Step-by-step explanation:
The volume of a balloon containing helium can be determined using the Ideal Gas Law, which follows the formula PV = nRT. Here, 'P' represents the pressure of the gas, 'V' is the volume, 'n' is the number of moles, 'R' is the ideal gas constant, and 'T' is the temperature in Kelvin.
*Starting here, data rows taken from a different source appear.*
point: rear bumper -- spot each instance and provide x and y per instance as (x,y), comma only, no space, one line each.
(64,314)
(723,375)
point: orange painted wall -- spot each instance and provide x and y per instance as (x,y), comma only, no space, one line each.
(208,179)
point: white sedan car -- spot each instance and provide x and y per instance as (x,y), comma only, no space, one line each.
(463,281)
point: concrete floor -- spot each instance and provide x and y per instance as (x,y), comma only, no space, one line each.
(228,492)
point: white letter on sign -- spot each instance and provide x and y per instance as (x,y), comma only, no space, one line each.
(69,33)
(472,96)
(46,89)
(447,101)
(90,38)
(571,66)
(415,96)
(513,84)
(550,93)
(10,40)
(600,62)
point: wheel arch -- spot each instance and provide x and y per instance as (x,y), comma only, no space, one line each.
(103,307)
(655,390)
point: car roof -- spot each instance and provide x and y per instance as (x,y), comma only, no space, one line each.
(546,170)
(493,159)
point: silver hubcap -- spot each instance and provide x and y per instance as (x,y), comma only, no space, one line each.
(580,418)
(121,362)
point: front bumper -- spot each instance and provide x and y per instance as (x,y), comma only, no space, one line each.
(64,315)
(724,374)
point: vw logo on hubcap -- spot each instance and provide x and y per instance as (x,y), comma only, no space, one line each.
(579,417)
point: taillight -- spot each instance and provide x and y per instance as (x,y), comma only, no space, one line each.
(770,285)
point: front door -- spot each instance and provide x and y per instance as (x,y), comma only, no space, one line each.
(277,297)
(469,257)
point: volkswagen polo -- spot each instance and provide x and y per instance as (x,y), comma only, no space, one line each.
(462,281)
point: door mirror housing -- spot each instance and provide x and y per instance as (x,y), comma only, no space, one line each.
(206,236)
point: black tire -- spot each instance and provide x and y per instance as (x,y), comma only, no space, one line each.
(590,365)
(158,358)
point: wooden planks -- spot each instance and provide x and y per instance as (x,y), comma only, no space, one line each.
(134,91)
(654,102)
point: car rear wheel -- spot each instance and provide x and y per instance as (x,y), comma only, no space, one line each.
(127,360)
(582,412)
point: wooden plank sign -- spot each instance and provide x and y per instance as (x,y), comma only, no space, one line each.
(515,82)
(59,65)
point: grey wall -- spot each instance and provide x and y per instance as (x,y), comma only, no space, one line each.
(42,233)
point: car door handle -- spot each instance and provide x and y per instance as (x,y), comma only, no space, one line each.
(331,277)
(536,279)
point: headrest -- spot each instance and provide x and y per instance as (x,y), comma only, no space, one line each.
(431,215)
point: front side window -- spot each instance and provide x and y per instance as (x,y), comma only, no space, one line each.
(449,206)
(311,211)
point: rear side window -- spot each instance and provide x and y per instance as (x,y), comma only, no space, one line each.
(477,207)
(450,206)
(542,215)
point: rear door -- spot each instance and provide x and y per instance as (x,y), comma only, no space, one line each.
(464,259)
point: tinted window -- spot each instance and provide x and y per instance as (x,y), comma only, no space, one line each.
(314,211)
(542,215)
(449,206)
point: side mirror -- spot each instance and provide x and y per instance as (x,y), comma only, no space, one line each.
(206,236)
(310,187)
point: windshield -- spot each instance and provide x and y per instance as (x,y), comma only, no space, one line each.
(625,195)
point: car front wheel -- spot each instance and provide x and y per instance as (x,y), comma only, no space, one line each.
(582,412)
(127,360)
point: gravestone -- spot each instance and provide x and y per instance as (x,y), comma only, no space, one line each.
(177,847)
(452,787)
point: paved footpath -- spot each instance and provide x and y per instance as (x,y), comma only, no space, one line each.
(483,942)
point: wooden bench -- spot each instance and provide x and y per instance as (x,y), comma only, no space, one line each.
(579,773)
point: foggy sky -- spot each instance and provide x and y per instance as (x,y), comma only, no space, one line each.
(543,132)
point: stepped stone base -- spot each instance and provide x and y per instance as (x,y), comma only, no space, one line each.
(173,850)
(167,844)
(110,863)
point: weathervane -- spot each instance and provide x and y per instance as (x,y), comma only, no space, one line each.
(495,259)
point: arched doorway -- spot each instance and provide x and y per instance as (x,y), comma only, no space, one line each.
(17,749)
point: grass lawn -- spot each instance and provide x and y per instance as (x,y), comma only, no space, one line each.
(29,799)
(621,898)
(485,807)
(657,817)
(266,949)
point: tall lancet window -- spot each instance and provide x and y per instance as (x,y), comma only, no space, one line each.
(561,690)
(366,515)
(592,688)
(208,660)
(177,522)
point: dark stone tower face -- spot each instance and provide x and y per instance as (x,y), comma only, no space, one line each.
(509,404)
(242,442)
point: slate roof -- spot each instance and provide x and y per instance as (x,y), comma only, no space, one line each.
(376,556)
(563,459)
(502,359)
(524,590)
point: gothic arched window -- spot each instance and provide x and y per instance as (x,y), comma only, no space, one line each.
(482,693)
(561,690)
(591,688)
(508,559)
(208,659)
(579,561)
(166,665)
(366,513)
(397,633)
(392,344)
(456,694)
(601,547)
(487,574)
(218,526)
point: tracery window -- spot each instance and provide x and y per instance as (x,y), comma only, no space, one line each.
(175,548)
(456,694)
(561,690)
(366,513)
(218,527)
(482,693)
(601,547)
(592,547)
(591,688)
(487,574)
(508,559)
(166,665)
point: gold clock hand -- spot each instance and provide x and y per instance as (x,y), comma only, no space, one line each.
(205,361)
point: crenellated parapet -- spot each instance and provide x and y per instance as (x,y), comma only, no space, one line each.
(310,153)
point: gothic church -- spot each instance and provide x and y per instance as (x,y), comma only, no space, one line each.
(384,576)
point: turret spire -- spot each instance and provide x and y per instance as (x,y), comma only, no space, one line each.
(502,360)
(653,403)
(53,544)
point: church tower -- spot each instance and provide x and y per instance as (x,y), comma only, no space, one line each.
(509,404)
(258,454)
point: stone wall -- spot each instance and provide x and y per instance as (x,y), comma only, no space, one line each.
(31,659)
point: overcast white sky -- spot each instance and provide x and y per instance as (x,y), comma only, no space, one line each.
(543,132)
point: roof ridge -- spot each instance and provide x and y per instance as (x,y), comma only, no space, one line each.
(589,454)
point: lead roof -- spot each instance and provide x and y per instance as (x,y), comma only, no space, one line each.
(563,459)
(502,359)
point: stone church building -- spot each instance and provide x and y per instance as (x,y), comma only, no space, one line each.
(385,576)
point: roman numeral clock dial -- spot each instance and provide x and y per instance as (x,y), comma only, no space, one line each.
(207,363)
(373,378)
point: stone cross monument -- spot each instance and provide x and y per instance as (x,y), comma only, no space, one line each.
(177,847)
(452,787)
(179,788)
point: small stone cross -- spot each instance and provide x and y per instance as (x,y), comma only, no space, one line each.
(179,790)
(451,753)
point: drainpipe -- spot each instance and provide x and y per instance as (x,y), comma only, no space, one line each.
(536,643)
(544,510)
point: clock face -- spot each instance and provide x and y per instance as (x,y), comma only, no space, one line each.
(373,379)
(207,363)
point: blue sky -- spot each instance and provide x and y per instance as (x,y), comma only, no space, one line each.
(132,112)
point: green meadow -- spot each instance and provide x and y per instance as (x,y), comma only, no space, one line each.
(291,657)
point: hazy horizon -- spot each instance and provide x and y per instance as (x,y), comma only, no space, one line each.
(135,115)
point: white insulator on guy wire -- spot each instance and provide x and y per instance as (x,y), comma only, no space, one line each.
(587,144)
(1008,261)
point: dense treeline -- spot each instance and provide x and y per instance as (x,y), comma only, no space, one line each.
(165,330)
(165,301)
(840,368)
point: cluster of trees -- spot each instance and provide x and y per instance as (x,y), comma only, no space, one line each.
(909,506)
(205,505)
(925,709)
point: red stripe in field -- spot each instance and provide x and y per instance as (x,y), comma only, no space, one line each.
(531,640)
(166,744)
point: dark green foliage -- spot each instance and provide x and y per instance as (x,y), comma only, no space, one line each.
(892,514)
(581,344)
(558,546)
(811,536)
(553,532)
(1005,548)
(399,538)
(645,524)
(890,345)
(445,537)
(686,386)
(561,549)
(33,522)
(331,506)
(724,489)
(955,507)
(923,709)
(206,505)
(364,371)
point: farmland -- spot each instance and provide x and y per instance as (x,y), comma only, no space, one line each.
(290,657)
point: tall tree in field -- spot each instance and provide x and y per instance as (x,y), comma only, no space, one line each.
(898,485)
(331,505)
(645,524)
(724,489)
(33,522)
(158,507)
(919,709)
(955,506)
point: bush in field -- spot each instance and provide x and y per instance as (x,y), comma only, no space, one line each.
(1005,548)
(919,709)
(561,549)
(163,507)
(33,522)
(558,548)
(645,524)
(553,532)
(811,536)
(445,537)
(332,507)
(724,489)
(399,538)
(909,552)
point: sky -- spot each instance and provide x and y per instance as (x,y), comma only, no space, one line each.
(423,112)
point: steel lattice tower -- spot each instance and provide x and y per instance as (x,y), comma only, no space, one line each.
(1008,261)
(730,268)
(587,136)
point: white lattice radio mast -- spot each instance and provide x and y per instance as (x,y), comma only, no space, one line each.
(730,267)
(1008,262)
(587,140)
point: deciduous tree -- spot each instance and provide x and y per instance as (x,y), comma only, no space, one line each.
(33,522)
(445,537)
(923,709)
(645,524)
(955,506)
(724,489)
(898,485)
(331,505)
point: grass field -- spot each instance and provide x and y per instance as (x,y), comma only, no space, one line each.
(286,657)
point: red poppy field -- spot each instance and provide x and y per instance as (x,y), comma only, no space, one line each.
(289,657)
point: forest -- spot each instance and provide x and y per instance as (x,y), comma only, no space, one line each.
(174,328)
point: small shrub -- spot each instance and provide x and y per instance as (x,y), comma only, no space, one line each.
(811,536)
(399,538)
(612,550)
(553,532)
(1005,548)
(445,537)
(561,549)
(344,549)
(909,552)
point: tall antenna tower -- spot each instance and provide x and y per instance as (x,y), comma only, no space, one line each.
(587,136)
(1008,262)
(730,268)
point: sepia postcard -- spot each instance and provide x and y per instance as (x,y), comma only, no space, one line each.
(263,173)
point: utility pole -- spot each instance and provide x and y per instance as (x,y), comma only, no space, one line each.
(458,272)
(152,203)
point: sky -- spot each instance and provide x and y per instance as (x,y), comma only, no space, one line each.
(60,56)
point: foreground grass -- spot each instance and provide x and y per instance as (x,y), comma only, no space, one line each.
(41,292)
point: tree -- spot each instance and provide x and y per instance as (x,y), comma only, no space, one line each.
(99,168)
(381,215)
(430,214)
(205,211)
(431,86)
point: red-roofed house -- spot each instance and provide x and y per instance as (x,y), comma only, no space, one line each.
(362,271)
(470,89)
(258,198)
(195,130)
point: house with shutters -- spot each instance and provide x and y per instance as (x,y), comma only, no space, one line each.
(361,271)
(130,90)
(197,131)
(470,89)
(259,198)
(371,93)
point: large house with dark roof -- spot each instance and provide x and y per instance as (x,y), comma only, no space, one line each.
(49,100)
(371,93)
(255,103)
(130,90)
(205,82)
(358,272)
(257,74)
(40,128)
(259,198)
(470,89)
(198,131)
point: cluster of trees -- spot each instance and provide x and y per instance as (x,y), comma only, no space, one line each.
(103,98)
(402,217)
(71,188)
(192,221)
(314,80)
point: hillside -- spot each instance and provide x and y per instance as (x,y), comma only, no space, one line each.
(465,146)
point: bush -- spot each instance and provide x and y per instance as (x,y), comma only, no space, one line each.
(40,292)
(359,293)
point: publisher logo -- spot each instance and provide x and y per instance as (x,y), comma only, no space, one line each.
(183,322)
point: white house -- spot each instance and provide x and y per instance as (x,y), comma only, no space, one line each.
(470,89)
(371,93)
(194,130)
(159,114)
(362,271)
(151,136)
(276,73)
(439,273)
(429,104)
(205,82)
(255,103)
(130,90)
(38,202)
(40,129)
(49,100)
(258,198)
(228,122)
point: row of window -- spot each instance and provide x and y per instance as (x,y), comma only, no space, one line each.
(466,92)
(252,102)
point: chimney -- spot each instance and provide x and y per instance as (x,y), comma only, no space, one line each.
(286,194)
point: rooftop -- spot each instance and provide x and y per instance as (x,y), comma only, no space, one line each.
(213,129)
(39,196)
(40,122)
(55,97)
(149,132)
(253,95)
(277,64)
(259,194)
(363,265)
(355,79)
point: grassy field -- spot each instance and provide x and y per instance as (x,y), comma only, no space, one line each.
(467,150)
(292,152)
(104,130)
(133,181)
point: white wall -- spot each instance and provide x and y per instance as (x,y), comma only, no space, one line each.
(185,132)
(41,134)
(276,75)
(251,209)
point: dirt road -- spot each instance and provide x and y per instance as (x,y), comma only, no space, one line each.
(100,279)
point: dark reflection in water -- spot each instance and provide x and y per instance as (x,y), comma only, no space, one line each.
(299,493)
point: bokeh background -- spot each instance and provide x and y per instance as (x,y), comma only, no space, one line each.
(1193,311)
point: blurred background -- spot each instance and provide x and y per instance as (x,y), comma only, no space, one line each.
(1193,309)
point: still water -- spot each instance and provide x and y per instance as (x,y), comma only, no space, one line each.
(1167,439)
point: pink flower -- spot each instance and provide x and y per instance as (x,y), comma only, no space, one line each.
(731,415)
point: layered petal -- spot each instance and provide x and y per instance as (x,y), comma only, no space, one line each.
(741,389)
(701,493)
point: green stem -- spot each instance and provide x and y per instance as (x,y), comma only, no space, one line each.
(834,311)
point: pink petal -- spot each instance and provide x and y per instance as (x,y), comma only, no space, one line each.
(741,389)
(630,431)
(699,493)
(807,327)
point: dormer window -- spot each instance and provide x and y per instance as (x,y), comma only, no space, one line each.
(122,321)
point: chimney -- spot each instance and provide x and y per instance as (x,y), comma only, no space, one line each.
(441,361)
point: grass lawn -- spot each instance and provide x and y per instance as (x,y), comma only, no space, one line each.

To find the volume of a balloon with 3.2 moles of helium at a temperature of 65 degrees Celsius (which converts to 338 K) and a pressure of 2.0 atmospheres, the following steps are taken:
- Convert the Celsius temperature to Kelvin by adding 273 to the Celsius temperature: 65 °C + 273 = 338 K.
- Use the Ideal Gas Law formula: V = (nRT)/P.
- Plug in the values: V = (3.2 moles × 0.0821 L·atm/K·mol × 338 K) / 2.0 atm.
- Calculate: V = (3.2 × 0.0821 × 338) / 2 = 45 liters (rounded to two decimal places).
The volume of the balloon under the given conditions is 45 liters.